高校の頃に見たテレビがきっかけで南米に興味を持った賢人さんは、将来の進路に悩んでいた大学生のとき初めてエクアドルを訪問。衝撃を受け、大学卒業後はガイドや自然保護の仕事で南米と日本を行き来しながら自分の生きる道を探し続けた。2年前からはツアー会社に入りガイドの経験を積んできたが、さらにこの道を極めようと、会社を辞め独立することを決意したという。「南米なんて一生に一回来るか来ないかという場所。何度も来れないからこそ、一番を目指したい」。新たな一歩を踏み出そうとしていた息子へ、父からの届け物は、故郷・千葉の「彦一凧」。これまで、一代で会社を築き上げた父の姿や言葉に強く影響を受けたという賢人さん。そんな父が凧に込めた「どんなに厳しい風が吹いても、夢を叶えるために高く飛んでほしい」との想いに、「いつか両親を、僕が好きな中南米に招待できたら。それが一番の目標であり夢です」と涙ぐむのだった。

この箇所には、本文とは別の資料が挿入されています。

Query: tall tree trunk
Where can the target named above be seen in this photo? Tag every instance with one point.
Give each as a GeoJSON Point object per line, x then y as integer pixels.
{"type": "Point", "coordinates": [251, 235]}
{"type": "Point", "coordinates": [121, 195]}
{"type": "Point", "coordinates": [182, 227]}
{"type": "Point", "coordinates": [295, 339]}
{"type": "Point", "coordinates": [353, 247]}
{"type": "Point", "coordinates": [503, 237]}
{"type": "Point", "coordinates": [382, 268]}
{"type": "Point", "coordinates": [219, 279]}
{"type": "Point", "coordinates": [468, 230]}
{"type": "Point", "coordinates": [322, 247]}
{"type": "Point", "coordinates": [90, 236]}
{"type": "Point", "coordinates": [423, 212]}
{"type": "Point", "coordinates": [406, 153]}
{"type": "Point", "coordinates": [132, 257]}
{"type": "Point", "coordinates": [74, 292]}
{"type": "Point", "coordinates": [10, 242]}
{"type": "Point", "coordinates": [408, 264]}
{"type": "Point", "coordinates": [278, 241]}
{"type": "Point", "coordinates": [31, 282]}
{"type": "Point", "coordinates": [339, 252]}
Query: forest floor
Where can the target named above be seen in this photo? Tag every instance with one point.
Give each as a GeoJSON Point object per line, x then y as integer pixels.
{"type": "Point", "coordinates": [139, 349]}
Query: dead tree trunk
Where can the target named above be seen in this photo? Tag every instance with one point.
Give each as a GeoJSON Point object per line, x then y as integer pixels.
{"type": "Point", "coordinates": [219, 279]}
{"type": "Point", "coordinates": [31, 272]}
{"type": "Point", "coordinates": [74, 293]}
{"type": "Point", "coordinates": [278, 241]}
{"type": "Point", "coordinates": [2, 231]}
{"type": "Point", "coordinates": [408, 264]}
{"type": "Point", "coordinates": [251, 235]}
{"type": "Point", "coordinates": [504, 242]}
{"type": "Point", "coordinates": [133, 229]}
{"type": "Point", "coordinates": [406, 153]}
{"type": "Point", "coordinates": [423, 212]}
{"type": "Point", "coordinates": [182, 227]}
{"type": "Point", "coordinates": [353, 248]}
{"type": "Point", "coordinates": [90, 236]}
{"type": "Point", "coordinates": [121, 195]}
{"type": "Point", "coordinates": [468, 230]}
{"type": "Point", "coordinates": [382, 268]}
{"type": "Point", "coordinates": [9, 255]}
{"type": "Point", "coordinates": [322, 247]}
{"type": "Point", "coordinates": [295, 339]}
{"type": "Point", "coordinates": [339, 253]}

あれから9年。山口智充がボリビアの首都・ラパスの自宅にいる賢人さん(35)とリモート中継をつなぐ。この2年ほどはボリビア全土でも新型コロナウイルスが蔓延。そこで賢人さんも一時帰国していたが、感染状況も落ち着いてきたため、ボリビアに戻りガイドの仕事を再開しているという。ツアー会社からの独立後は、ウユニ塩湖で主にプライベートウェディングのツアーを開催しているそうで、これまでに夕景や満月の夜に撮影した幻想的なウェディングフォトを紹介する。また現在、賢人さんが観光業以外に力を入れているのが、ウユニ塩湖の環境対策。観光客が増えたことにより、塩湖周辺のゴミ問題が深刻に。そこで景観を守るため、地元の企業や小学校と連携し環境問題を訴えているという。「観光と環境は相反するものだけど、観光客が来ることによってお金を環境保全に回せるケースもたくさんある。なので、自分ができることをしっかりやっていこうと思う」と、賢人さんが取り組みを語る。